After my dad’s death in 1975, I abandoned my three year chase of an engineering degree, leaving the hallowed halls of Texas A&M and returning home in an effort to keep the family intact, food on the table, gas in mom’s car, and doing my best to serve as a father figure for my three siblings. But I was certainly no saint and, shortly after arriving, I finagled my way into a manager’s position at one of the more rowdy drinking establishments in the hardscrabble burg.

Although most of my patrons were rough and calloused oilfield trash, my Harley parked on the front sidewalk of the bar began to draw in a different crowd and soon the bar had as many local bikers as oilfield workers. Most of the bikers were guys I attended high school with along with a few misfits I’d never met before. And then, without any brains or direction, I fell under the evil influence of these ner-do-wells and we began discussions on founding a bike club.

We’d already read the magazines that included photos of big-breasted chicks reclining on the back of tall-ass sissybar choppers, watched every B-rated biker movie available and now, we were poised to establish our own bike club. We had no idea what the hell we were doing but we each had a denim jacket and a pair of scissors. We were kids, we were clueless and… we should’ve done more research.

At a drunk-fest establishment appropriately named the Dew-Drop Inn, it would be decided who would be president of our new club, the Camino Jammers. My only contender for the honor was my bro Colorado. One of us would be President and the other VP. With everyone sipping on draft inside, we went to the back lot to determine Alpha Male.

“Colorado, I’m a much better follower than a leader,” I declared.

“Cool, then I’ll be President but… I gotta hit ya in the head. Just so it looks legit,” Colorado responded. And he did. His blow was a lot less painful than pretending he wupped me. And then the poop hit the fan.

The reigning bike club in Texas mistook our ignorance of motorcycle club etiquette as a potential threat and a few months later, in territory where we had no business being in the first place, a confrontation escalated and turned sour. Quickly realizing that the weighty nature of flying colors was a lot more serious than what the magazines had portrayed, we politely retreated.

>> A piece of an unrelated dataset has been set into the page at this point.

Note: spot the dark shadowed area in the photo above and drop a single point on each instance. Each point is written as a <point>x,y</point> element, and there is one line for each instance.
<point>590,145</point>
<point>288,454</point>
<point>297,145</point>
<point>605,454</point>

Later, the Prez and I were making a run out to New Mexico for a July 4th biker run. Unbeknownst to us, this annual event was organized by a State Trooper. Also unknown to us was the rumor that a large contingency of patch-holders would be in attendance that year. Apparently that rumor stirred up quite a commotion, caused the State Trooper promoter a ton of headaches and resulted in a drop in attendance. And then, like proven fools, the Prez and I came rolling right into the middle of this mess sporting cut-off blue jean vests and colors (that rumor of a large contingency was just that, only a rumor and we were the only bad-ass bikers there). We were immediately singled out by the Trooper, given a stern lecture that we would be under constant surveillance during the event and that appropriate action for any misconduct would be swift and heavy-handed. Made for quite an interesting few days.

The Jammers MC managed to hammer out a few more years before disbanding to pursue family life and careers that actually produced legal money. But flying that patch was never trouble-free and I was constantly burdened with uneasiness. Endlessly looking over my shoulder, always sitting facing the door, I swore I’d never ride with a club again.

Ten years later, I’d seen the light, repented of my sinful ways and was a licensed minister riding with a Christian Motorcycle Ministry and once again wearing a three-piece patch. That certainly received plenty of attention and, again, from both the biker world and law enforcement. The police figured we were actually drug runners, only using the pretense of religion as a cover. Most of the patch-holders didn’t take us serious at first with one even pointing a gun to our heads and telling us to “keep Jesus in church where he belongs.”

So from a colorful, firsthand background I have a firm grasp of the grave consequences that are possible when flying colors. But apparently the team at Harley’s MotorClothes aren’t quite the wizened savant as I and fall into that “should’ve maybe done more research” category. With the release of their Men’s Vintage Denim Vest they are certain to ratchet up the friction between serious motorcycle club members and some weekend rider with a hankering for a trip on the wild side. The Vintage Vest is a cut-off denim jacket bearing a Harley Number-1 patch and a winged Bar & Shield patch on the front (not too big a problem). But here’s the rub, on the back is a 3-piece patch designed to resemble club colors with a “Harley” top rocker, a “Davidson” bottom rocker and a hollowed-eye skull as the center graphic. But the masterstroke of genius has to be the MC patch strategically placed next to the skull. One customer review of the product states, “I love this vest. The only issue I have is that it runs a bit long.” If experience has taught me anything, I figure this vest has the potential to cause quite a bit of running.